Naomi - mam prosbe...moze glupia...moglabys zmienic ciut czcionke na wieksza albo przyciemnic kolor? bo ja mam dobry wzrok a ledwo moge cie odczytac...choc bardzo chce:-)
 
Kochane stronkę na NK już zrobiłam ale z zaproszeniami to sie na razie wstrzymam bo przez ten "mega szybki" internet mogę przez przypadek laptopa rozwalić:wściekła/y: ale mam dodaną ją w swoich znajomych więc możecie wysłać zaproszenie...
 
Naomi - mam prosbe...moze glupia...moglabys zmienic ciut czcionke na wieksza albo przyciemnic kolor? bo ja mam dobry wzrok a ledwo moge cie odczytac...choc bardzo chce:-)
Tak ja też poproszę bo mi to się ostatnio wzrok pogorszył a nie chciałabym go bardziej nadwyrężać. :-):-)
Kochane stronkę na NK już zrobiłam ale z zaproszeniami to sie na razie wstrzymam bo przez ten "mega szybki" internet mogę przez przypadek laptopa rozwalić:wściekła/y: ale mam dodaną ją w swoich znajomych więc możecie wysłać zaproszenie...
Już wysłałam :-):-):-)

A mam zagadkę odnośnie NK dostałam zaproszenie od AF pytanie od kogo:zawstydzona/y:? Bo nie mogę się domyśleć .
 
reklama
Czesc laski nie jestem w stanie ogarnac zaleglosci:zawstydzona/y::-:)no:
Kompek juz zreperowany wiec bede czesciej sie udzielac.

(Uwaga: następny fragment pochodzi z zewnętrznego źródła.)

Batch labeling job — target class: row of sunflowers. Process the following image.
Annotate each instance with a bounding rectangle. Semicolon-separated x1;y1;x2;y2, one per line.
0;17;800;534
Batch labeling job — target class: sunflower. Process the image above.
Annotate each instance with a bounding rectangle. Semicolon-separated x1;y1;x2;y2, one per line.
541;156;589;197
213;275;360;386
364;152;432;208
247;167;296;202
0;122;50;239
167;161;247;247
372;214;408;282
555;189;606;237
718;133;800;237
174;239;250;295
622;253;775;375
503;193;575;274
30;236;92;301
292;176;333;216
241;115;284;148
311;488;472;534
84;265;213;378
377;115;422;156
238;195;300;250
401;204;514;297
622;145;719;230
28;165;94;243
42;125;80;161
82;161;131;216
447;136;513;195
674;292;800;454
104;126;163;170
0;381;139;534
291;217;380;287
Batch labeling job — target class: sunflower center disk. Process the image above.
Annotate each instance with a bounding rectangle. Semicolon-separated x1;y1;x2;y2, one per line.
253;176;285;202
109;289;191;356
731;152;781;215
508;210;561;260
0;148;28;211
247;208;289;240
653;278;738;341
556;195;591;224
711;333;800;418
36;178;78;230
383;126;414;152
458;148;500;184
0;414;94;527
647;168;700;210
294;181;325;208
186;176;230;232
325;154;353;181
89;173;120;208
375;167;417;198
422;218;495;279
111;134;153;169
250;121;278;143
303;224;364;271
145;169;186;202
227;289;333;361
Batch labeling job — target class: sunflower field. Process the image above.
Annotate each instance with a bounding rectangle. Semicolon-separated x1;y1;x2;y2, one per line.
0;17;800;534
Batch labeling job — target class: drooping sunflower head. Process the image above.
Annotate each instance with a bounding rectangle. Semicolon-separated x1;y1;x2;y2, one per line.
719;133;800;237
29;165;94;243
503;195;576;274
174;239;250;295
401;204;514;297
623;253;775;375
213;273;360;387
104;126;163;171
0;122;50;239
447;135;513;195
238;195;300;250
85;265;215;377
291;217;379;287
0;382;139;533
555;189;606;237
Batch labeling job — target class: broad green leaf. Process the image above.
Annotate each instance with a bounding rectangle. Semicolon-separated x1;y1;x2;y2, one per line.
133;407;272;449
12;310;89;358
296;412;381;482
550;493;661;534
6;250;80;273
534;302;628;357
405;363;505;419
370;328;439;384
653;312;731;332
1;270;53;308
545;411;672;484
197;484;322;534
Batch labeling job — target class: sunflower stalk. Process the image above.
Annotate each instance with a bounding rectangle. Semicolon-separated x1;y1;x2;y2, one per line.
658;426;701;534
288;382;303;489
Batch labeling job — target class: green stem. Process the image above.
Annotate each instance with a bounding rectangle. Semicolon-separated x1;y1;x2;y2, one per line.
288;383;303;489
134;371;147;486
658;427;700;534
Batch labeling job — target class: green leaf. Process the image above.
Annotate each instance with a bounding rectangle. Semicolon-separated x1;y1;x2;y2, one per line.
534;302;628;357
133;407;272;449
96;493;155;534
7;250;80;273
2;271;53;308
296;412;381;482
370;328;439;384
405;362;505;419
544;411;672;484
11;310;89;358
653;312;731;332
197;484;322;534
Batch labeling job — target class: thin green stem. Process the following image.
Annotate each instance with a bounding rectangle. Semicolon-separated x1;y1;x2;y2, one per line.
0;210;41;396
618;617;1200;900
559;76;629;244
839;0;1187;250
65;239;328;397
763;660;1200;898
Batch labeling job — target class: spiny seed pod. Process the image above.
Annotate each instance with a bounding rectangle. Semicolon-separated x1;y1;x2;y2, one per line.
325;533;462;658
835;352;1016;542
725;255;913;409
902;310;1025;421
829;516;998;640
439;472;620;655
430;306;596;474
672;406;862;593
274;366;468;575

Mala intensywnie zabkuje i strasznie ja to meczy,policzki ma czerwone i wszystko pcha do buzi.Podaje jej czasem ibuprofen a dziaselka smaruje zelem.Pozatym jest troche podziebiona ale to napewno przez zabkowanie.
No i wczoraj niestety,niestety zaliczyla moja bidulka pierwsze bum.Siedziala na dywanie i jakos niefortunnie nie zlapala rownowagi i bach na czulko.Boshe az sie poryczalam z bezradnosci bo tak plakala dobre 10 minut i nie mogla sie uspokoic.A ja siedzialam obok niej i tylko na sekunde odwrucilam glowe i masz:zawstydzona/y:A byl to czas kiedy szykowalysmy sie do usypiania,ale udalo mi sie przetrzymac malutka 2 godz.Dzisiaj wyglada na to ze jest wszystko ok ale do tej pory mam w uszach ten huk o podloge i jej zalosny placz.

Pozatym szykujemy sie do zmiany mieszkania bo naprawde mamy dosc naszych arabskich sasiadow,ktorzy maja dziwny tryb zycia bo caly dzien spia a budza sie o 20 i buszuja po klatce.Wczoraj ich dzieci lataly po schodach do 1.30 w nocy:szok::szok::szok: dopiero jak wyszlam i nawrzeszczalam to poszli do domow.Tym razem szukamy domu z ogrodem bo mam dosc bloku i takich sasiadow na okolo.